相続で土地を取得した場合、国税庁から発表されている「相続財産基本通達」に示された評価方法に則って、相続税評価額を算出することになります。
そして、算出された相続税評価額を元に相続税額が決定されます。
今回は土地の相続税評価額の中でも、自用地、借地権、貸宅地、貸家建付地の相続税評価額の算定方法について確認していきましょう。
自用地(じようち)
自用地とは、借地権などの他人に貸している部分がない自分で利用できる土地のことです。
自用地の相続税評価額は、市街地の場合は路線価方式で評価され、市街地以外は倍率方式で評価されます。

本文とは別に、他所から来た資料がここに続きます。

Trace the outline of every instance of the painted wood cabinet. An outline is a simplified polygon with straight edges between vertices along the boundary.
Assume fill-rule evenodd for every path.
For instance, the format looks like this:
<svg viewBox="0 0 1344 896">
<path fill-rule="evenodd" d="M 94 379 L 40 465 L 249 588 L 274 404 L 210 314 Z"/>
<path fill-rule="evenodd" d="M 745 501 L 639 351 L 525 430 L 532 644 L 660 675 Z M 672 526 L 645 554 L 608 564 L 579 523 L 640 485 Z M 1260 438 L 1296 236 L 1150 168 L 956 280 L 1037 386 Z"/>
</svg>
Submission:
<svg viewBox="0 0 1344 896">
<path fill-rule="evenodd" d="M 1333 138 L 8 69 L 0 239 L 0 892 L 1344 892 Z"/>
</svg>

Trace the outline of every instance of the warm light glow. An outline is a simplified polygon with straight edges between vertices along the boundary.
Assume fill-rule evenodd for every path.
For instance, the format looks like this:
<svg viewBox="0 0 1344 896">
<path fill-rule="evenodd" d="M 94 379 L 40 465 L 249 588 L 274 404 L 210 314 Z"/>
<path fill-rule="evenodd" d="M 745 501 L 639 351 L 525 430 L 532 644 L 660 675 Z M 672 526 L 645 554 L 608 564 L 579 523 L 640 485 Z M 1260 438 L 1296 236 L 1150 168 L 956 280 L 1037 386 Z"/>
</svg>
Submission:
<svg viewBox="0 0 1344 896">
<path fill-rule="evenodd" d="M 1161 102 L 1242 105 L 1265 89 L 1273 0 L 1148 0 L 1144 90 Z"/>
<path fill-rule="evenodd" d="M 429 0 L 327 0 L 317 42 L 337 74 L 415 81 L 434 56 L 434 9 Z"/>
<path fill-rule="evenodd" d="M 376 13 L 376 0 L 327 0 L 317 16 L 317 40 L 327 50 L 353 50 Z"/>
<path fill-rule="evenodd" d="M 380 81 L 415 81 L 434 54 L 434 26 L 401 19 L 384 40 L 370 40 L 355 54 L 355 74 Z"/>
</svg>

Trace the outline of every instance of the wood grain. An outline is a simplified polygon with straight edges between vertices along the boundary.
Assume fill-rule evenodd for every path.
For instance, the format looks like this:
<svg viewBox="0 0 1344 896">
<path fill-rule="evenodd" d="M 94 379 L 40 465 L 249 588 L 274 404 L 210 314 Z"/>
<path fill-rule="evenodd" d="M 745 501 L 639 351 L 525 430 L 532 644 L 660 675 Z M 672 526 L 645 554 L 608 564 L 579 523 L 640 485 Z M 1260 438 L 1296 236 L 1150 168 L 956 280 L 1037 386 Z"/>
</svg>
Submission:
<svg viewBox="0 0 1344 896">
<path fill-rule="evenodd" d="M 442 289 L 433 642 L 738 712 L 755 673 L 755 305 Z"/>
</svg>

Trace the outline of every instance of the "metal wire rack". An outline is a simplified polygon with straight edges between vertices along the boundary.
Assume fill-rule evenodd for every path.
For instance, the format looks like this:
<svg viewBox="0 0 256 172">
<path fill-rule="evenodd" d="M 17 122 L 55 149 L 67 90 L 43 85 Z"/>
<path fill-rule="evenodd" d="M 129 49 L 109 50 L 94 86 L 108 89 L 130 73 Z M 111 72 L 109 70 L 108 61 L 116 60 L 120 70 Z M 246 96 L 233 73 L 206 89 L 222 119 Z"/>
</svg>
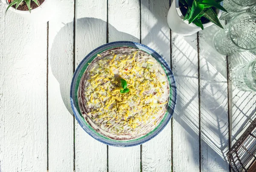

路線価方式と倍率方式の計算式はそれぞれ以下のようになります。
【路線価方式】
自用地の相続税評価額=正面道路の路線価×土地の面積
路線価については、国税庁のHPで掲載されている「路線価図・評価倍率表」から確認できます。
【参考:路線価図(国税庁のHPより)】
土地が面している道路に数字が記載されており、例えば300ならば、1㎡あたり300千円(つまり30万円)の評価額ということになります。
【倍率方式】
自用地の相続税評価額=土地の固定資産税評価額×評価倍率
宅地を所有しているだけで、毎年、固定資産税というものが課税されます。
固定資産税評価額とは、固定資産税を計算するための元になる金額のことで、市区町村が決定・管理をしています。
固定資産税評価額は、毎年4〜6月頃に市区町村から送られてくる固定資産税の納税通知書を見れば確認できます。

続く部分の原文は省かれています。